On the other hand, if you actually have a position on the issue, you can use strategies that go beyond voting, like trying to persuade people. Even trying to persuade people not to vote because of their own ignorance could be more effective, if you really can't make a good judgment.

Sorry - I can't figure out what you're asking in the 1st paragraph. I agree with your second paragraph.

Consider the following cases:

  1. The difference in the number of idiots on the two sides is greater than the number of cancelers plus the number of experts. The cancelers have not made a difference. The impact is neutral.

  2. The number of cancelers is sufficient to narrow the difference in the number of idiots to smaller than the number of experts (who have presumably achieved an expert consensus). The experts voting as a block can sway the election either way. The cancelers have enabled the experts to make a decision. The expected impact is positive (50% chance the experts change the decision, 50% the idiots were right anyways).

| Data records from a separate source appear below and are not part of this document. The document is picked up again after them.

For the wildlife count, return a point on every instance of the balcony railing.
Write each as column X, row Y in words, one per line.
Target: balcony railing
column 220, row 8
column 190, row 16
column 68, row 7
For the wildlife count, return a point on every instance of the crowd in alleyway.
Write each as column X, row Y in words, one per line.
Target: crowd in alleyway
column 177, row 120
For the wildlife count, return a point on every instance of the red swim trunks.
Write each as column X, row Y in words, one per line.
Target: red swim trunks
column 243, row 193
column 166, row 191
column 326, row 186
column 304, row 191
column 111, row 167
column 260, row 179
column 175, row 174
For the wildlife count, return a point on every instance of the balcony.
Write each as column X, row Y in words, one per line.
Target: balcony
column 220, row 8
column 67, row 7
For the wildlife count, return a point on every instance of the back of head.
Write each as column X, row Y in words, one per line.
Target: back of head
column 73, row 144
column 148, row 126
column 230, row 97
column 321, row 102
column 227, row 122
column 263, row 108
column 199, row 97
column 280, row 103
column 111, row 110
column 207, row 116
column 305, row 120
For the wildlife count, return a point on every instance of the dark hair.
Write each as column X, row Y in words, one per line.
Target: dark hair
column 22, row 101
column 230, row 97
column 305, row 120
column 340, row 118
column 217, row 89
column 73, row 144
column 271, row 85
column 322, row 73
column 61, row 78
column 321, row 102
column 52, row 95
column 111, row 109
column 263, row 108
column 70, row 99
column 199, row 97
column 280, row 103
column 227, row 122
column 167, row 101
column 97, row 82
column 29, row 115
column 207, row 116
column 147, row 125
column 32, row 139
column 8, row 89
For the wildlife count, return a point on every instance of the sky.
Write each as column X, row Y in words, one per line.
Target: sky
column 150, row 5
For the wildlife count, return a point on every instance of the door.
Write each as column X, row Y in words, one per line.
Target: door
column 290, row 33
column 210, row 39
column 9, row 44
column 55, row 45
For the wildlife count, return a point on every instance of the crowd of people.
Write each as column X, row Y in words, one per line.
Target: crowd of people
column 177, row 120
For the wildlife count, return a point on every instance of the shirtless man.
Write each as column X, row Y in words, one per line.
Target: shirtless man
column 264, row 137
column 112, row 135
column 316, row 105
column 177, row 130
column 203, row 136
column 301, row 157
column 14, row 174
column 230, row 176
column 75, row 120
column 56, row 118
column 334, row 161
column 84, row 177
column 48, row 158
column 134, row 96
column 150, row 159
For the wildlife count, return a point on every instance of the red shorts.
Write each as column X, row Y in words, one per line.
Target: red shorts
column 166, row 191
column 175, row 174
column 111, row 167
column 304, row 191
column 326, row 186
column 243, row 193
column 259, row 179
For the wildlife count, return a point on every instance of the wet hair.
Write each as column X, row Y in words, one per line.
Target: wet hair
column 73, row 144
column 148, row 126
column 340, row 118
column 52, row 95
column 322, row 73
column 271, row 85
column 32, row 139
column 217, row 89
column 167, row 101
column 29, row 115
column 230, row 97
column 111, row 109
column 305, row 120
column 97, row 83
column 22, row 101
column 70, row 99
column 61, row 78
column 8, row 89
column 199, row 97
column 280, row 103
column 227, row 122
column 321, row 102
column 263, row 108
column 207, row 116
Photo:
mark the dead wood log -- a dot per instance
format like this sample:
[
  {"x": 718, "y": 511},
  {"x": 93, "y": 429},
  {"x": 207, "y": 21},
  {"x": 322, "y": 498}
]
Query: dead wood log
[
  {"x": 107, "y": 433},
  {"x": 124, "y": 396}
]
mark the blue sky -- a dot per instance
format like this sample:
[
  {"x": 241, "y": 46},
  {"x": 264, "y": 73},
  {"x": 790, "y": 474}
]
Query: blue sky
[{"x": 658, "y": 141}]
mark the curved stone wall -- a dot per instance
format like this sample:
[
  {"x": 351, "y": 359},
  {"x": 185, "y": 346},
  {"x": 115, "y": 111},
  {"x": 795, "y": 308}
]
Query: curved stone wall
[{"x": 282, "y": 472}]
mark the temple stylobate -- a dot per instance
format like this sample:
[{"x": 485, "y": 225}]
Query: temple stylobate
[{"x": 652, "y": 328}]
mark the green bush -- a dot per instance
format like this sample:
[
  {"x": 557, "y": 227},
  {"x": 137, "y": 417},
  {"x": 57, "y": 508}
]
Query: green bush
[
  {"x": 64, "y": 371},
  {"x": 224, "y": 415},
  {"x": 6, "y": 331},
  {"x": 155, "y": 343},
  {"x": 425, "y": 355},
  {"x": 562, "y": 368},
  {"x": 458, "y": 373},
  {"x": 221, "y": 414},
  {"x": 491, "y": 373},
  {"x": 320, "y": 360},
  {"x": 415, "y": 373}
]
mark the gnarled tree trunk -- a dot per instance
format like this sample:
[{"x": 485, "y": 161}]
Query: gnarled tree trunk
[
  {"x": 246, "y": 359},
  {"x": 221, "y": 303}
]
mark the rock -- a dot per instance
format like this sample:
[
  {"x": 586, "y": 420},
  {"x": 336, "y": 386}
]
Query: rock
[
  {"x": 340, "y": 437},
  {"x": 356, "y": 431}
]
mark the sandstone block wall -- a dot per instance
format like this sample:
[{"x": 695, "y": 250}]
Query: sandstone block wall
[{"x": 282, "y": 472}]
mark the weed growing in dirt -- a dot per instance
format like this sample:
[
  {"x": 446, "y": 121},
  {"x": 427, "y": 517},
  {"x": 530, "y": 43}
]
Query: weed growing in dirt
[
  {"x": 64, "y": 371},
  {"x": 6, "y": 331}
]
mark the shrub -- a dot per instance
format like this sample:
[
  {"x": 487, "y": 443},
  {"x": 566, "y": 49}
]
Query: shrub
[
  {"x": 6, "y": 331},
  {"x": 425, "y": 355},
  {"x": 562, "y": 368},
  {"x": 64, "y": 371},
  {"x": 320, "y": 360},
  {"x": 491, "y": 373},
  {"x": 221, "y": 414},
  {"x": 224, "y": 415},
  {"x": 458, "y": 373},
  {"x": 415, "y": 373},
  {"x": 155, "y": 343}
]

  3. The number of cancelers is greater than the difference in the number of idiots plus the number of experts. The cancelers have changed the results of the election, without empowering the experts. The expected impact is neutral. (50% chance the new decision is right, 50% it is wrong. It is worse if the strategy convinces you to cancel out the idiots you think are a little more likely to be right. If you are canceling the idiots you think are a little more likely to be wrong, you have other reasons to vote that way.)

Having a reliable positive impact depends on being in situation 2, which, given a small number of experts, seems unlikely unless you are careful to only apply the strategy in this case, which would be a lot of work. I expect other strategies to get better results for the effort.

This is an excellent point!

I didn't think so, actually - it sounded to me like the fallacy outright of "reversed stupidity is not intelligence" - but taking your different opinion into account, I've promoted the post.

In a binary proposition, reversing the largest stupidity seems likely to at least be marginally more intelligent than the alternative. Which isn't really saying much, overall.

Stupidity is uncorrelated with truth, not anticorrelated with truth. Reversed stupidity is still uncorrelated with truth.